Haiti's government has pressed ahead with attempts to halt the spread
of a disease that stigmatized Haitians in the 1980s despite an ongoing
political crisis that has strangled the flow of foreign aid destined for
the front lines of the AIDS war.
Amid raucous cheers and speeches at the clinic in Petionville, a
suburb of Port-au-Prince, a young man barely out of his teens told the
assembled crowd: "This may be difficult for some of us to talk about. We
may be embarrassed, we may want to laugh. But we need to talk about it."
Brightly painted banners bearing public health slogans, posters
promoting condoms, frank public discourse and a growing number of clinics
are all part of President Jean-Bertrand Aristide's ambitious battle plan
against AIDS, one of a series of social reforms proposed by Haiti's first
freely elected leader in his second term in office.
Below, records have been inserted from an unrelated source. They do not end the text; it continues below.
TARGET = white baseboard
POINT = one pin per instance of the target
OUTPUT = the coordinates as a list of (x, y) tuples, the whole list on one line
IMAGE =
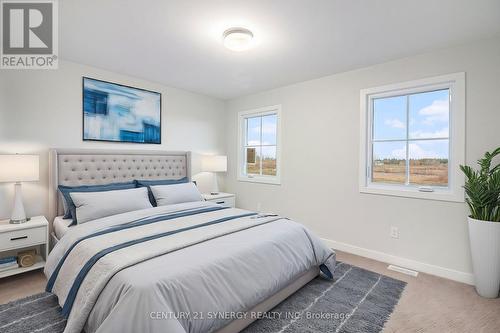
[(443, 272)]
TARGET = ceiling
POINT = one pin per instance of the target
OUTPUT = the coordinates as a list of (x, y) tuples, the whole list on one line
[(178, 43)]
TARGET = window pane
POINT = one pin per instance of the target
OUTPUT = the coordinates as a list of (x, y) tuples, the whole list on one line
[(430, 115), (389, 118), (252, 166), (269, 161), (389, 162), (429, 162), (253, 131), (269, 129)]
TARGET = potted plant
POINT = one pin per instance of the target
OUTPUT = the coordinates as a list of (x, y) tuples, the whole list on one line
[(482, 189)]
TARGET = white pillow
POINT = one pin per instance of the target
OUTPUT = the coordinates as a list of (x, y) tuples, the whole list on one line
[(94, 205), (176, 193)]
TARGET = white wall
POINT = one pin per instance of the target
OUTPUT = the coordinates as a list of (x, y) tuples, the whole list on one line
[(43, 109), (320, 123)]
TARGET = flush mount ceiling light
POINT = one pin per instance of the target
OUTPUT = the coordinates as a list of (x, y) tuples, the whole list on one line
[(237, 39)]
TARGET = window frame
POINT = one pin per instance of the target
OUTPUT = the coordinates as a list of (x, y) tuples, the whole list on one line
[(242, 131), (454, 192)]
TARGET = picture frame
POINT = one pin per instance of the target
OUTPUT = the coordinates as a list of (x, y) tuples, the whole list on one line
[(114, 112)]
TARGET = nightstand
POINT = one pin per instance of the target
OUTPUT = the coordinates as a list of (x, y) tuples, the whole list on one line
[(224, 199), (15, 238)]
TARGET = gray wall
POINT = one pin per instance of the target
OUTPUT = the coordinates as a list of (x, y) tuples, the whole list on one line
[(320, 122), (44, 110)]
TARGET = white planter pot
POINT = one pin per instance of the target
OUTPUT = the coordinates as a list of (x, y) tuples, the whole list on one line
[(484, 239)]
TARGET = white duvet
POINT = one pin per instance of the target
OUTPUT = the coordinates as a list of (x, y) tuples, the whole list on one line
[(189, 281)]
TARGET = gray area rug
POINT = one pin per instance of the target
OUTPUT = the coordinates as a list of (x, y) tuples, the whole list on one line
[(356, 301)]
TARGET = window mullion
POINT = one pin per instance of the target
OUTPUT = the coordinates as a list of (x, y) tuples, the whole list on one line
[(260, 146), (407, 162)]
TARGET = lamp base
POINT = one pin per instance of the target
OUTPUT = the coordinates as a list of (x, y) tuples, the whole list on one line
[(18, 215)]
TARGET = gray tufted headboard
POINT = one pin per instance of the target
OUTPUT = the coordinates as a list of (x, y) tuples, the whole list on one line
[(74, 167)]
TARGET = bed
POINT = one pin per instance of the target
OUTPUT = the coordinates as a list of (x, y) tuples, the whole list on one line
[(188, 267)]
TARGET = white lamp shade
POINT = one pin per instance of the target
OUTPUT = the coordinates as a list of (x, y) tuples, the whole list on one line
[(214, 163), (19, 168)]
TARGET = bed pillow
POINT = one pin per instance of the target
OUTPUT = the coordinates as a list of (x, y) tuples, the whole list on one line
[(94, 205), (177, 193), (148, 183), (69, 206)]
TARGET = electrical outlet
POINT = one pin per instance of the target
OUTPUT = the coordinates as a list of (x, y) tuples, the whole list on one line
[(394, 232)]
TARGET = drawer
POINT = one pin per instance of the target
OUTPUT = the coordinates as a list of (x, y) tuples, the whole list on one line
[(226, 202), (21, 238)]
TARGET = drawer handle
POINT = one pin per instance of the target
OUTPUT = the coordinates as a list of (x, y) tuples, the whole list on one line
[(18, 238)]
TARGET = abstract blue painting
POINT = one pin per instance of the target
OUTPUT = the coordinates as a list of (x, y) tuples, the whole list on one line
[(114, 112)]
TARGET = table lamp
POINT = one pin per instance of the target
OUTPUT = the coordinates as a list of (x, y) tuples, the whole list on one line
[(214, 163), (17, 169)]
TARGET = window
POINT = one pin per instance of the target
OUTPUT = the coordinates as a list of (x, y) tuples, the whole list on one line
[(259, 145), (412, 138)]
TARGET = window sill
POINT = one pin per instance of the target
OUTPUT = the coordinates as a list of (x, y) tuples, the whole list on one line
[(260, 180), (452, 196)]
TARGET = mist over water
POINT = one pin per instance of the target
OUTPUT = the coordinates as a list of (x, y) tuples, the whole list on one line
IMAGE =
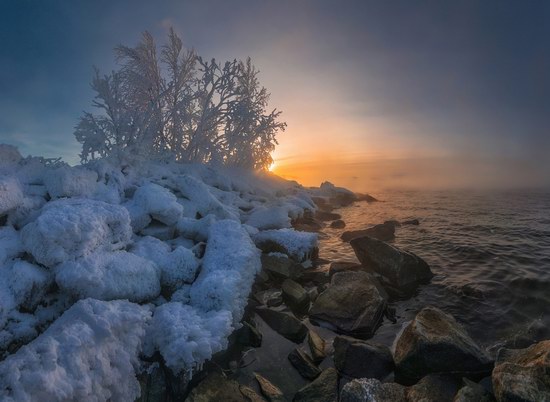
[(489, 251)]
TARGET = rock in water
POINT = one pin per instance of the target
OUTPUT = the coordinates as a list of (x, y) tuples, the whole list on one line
[(323, 389), (523, 374), (383, 232), (304, 364), (360, 359), (285, 324), (433, 342), (372, 390), (402, 269), (216, 387), (354, 304), (269, 390)]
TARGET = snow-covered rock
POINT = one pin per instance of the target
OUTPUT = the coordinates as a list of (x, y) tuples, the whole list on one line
[(71, 228), (110, 275), (89, 354)]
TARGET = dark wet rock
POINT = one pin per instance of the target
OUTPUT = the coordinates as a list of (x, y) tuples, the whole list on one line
[(365, 197), (250, 394), (285, 324), (472, 391), (433, 342), (295, 295), (317, 346), (342, 266), (271, 392), (372, 390), (314, 276), (215, 387), (523, 374), (269, 297), (362, 359), (354, 304), (434, 388), (338, 224), (394, 223), (383, 232), (154, 386), (249, 335), (327, 216), (304, 364), (281, 267), (402, 269), (322, 389)]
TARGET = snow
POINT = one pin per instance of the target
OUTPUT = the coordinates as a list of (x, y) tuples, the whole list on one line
[(80, 245), (110, 275), (89, 354), (71, 182), (185, 336), (298, 245), (70, 228), (229, 266), (11, 194)]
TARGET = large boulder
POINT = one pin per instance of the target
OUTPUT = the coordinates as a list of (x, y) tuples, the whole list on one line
[(323, 389), (383, 232), (372, 390), (360, 359), (523, 374), (353, 304), (433, 342), (402, 269)]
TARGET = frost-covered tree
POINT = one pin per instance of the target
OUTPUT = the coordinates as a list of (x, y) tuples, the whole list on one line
[(179, 106)]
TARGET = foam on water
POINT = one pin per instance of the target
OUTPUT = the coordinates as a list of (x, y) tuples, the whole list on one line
[(490, 253)]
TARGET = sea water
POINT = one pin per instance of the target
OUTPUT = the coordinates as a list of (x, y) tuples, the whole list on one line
[(489, 251)]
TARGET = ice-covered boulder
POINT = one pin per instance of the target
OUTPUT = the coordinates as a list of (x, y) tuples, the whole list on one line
[(67, 229), (229, 266), (69, 181), (186, 336), (89, 354), (158, 202), (110, 275), (298, 245), (11, 194)]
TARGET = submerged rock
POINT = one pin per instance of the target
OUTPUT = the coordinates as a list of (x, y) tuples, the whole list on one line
[(215, 387), (304, 364), (295, 295), (323, 389), (338, 224), (354, 303), (317, 346), (372, 390), (472, 391), (400, 268), (433, 342), (269, 390), (523, 374), (383, 232), (360, 359), (285, 324)]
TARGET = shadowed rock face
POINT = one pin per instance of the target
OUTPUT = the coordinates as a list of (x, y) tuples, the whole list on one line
[(402, 269), (353, 304), (434, 342), (523, 374), (383, 232)]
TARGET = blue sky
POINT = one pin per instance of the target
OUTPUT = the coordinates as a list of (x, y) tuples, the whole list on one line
[(361, 80)]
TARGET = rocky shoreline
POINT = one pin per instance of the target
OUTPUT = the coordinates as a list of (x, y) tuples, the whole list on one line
[(305, 334)]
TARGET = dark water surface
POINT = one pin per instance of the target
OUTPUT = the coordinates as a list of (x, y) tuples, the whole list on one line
[(490, 253)]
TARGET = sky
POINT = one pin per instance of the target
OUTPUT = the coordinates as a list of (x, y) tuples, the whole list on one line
[(427, 94)]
The task facing this nation of 8 million people is enormous.
About 30,000 new cases of AIDS were diagnosed in Haiti last year. And
though the spread of the disease has stabilized somewhat in recent years,
about 4.5 percent of the population -- some 360,000 people -- is infected,
the highest rate in the region, according to the Ministry of Health.
"We have a detailed plan for fighting AIDS from 2002 through 2006,"
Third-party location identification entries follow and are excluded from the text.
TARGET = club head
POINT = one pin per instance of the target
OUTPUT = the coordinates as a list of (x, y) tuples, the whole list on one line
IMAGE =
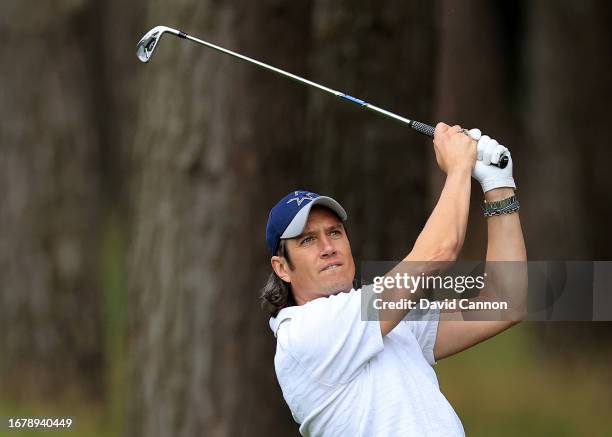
[(146, 45)]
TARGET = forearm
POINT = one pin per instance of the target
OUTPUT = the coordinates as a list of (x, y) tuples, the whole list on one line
[(506, 256), (444, 233)]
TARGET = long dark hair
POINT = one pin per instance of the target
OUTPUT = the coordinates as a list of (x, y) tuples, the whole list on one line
[(276, 294)]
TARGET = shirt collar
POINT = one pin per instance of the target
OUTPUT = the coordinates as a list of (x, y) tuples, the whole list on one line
[(284, 314)]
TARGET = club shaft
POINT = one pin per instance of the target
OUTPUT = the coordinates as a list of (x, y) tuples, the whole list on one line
[(303, 81)]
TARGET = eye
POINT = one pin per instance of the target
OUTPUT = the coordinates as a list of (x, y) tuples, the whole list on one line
[(306, 240)]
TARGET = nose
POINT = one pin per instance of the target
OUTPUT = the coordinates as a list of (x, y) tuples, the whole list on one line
[(327, 247)]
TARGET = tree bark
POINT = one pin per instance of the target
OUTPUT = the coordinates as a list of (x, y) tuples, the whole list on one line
[(567, 125), (216, 142), (50, 301), (376, 168)]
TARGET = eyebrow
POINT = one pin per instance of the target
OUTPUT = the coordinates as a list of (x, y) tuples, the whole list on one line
[(327, 229)]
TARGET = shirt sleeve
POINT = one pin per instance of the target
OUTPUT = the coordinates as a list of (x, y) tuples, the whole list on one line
[(424, 327), (329, 339)]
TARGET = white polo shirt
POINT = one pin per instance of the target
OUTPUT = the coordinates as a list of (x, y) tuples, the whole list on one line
[(340, 377)]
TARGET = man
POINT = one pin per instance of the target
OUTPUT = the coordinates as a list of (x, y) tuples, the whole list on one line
[(342, 376)]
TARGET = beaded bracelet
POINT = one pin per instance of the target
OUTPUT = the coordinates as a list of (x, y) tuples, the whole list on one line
[(504, 206)]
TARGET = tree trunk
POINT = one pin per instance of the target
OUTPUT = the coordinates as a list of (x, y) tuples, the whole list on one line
[(569, 205), (216, 142), (50, 300), (478, 76), (375, 167)]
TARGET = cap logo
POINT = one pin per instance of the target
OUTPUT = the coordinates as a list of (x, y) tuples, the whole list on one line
[(299, 200)]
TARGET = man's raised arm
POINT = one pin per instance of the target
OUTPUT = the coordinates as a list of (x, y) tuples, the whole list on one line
[(442, 237)]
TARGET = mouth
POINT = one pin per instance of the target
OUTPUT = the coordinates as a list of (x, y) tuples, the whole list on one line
[(332, 266)]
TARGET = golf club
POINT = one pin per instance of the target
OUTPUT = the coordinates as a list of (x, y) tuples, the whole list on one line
[(147, 44)]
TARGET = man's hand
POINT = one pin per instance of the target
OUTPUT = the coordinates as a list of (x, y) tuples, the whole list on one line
[(490, 151), (454, 150)]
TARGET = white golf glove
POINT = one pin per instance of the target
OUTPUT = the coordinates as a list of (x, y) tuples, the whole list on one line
[(490, 151)]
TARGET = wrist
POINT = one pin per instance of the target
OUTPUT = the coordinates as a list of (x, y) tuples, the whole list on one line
[(499, 194), (460, 170)]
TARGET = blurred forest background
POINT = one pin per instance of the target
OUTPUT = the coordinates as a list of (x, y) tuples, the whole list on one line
[(134, 197)]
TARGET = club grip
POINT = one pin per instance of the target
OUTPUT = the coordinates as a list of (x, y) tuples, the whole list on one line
[(428, 130), (423, 128)]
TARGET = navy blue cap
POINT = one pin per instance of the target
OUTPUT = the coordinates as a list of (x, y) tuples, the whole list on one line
[(289, 216)]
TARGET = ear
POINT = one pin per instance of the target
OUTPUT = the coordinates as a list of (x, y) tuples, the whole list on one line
[(281, 268)]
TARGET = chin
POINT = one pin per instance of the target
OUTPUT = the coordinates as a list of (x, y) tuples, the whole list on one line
[(340, 287)]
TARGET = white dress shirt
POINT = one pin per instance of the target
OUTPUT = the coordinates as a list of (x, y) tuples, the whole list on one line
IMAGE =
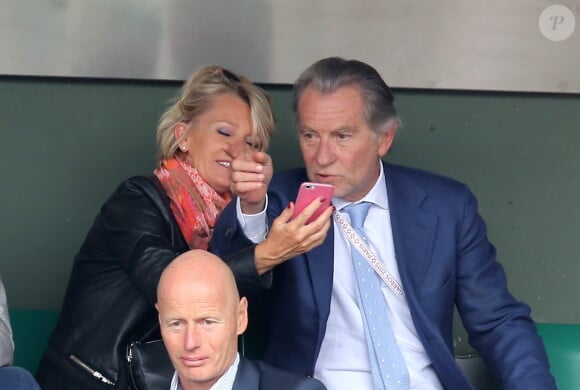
[(343, 362), (225, 382)]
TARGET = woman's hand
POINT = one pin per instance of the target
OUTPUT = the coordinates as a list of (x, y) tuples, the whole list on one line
[(291, 237), (249, 176)]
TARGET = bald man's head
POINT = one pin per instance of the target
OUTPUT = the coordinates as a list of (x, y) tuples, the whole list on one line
[(201, 316)]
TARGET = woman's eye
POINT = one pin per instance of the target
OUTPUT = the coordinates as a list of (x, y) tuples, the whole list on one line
[(253, 144), (224, 132)]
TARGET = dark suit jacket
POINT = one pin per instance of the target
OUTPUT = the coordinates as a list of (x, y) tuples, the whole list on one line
[(444, 259), (254, 375)]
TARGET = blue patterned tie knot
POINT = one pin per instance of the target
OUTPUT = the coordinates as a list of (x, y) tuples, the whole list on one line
[(358, 213)]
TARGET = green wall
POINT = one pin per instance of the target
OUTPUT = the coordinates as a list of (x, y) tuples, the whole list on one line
[(65, 144)]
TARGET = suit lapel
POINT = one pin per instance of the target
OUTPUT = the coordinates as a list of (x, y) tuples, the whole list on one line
[(320, 265), (247, 377), (413, 228)]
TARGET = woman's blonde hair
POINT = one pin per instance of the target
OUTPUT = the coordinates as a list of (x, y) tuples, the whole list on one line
[(196, 97)]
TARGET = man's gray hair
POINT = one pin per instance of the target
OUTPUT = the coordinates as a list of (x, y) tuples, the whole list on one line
[(330, 74)]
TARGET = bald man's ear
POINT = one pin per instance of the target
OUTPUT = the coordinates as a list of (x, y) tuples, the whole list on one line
[(242, 315)]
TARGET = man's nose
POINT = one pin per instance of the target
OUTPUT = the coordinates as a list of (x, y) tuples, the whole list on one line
[(325, 152)]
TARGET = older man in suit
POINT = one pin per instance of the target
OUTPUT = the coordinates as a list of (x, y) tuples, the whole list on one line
[(372, 307), (201, 316)]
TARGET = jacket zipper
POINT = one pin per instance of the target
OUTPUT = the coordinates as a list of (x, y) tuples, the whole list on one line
[(91, 371)]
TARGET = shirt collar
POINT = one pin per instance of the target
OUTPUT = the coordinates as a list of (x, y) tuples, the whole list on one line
[(377, 195)]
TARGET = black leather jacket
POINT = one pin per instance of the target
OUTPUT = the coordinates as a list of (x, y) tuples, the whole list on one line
[(110, 298)]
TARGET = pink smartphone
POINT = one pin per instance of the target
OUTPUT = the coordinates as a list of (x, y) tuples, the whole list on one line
[(309, 192)]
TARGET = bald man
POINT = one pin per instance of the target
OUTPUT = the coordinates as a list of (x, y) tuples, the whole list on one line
[(201, 316)]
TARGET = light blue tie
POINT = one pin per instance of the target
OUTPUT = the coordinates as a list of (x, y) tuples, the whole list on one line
[(387, 365)]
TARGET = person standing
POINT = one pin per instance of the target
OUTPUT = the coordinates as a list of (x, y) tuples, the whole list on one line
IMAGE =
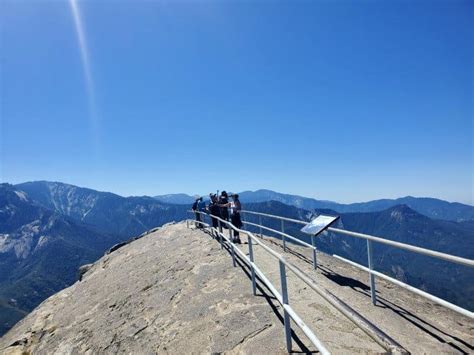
[(197, 206), (214, 210), (223, 201), (235, 208)]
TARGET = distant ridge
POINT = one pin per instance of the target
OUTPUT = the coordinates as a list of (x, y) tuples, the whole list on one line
[(179, 199), (430, 207)]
said Public Health Minister Henri Claude Voltaire. "It's a plan that was
created by experts, not government ministers, although they are certainly
involved."
Currently there are clinics for HIV and AIDS testing and treatment in
the capital of each of Haiti's nine departments and two in the national
capital, Port-au-Prince. The government plan calls for increasing the
number of clinics.
But the plan is being stymied by a political quagmire stemming from
disputed parliamentary elections in May 2000 that led to the suspension of
some $500 million in foreign aid.
A coalition of opposition political parties, supported by
international donors, contend that elections officials improperly
calculated winning vote percentages for a number of candidates from the
ruling Lavalas Family party, giving them outright victories in seats that
should have gone to runoff elections.
Talks are under way to rerun some of the elections but the aid package
has become a political football between Aristide and his opponents, with
Haitians trapped on the sidelines.
"One of the loans that's being held up right now by the IDB
(Inter-American Development Bank) is a $22-million loan to reinforce the
national health care system," first lady Mildred Aristide said at a youth
group meeting at which students staged skits and songs about the prevention
and effects of AIDS/HIV.
"We need the loans so we can have clinics throughout the country to
provide free testing and assistance to people in their own communities, so
they don't have to travel all the way to the capital to get testing or to
get treatment," she said.
The IDB gave Haiti a $1 million grant, a small portion of the $22
million needed to fight AIDS, Voltaire said.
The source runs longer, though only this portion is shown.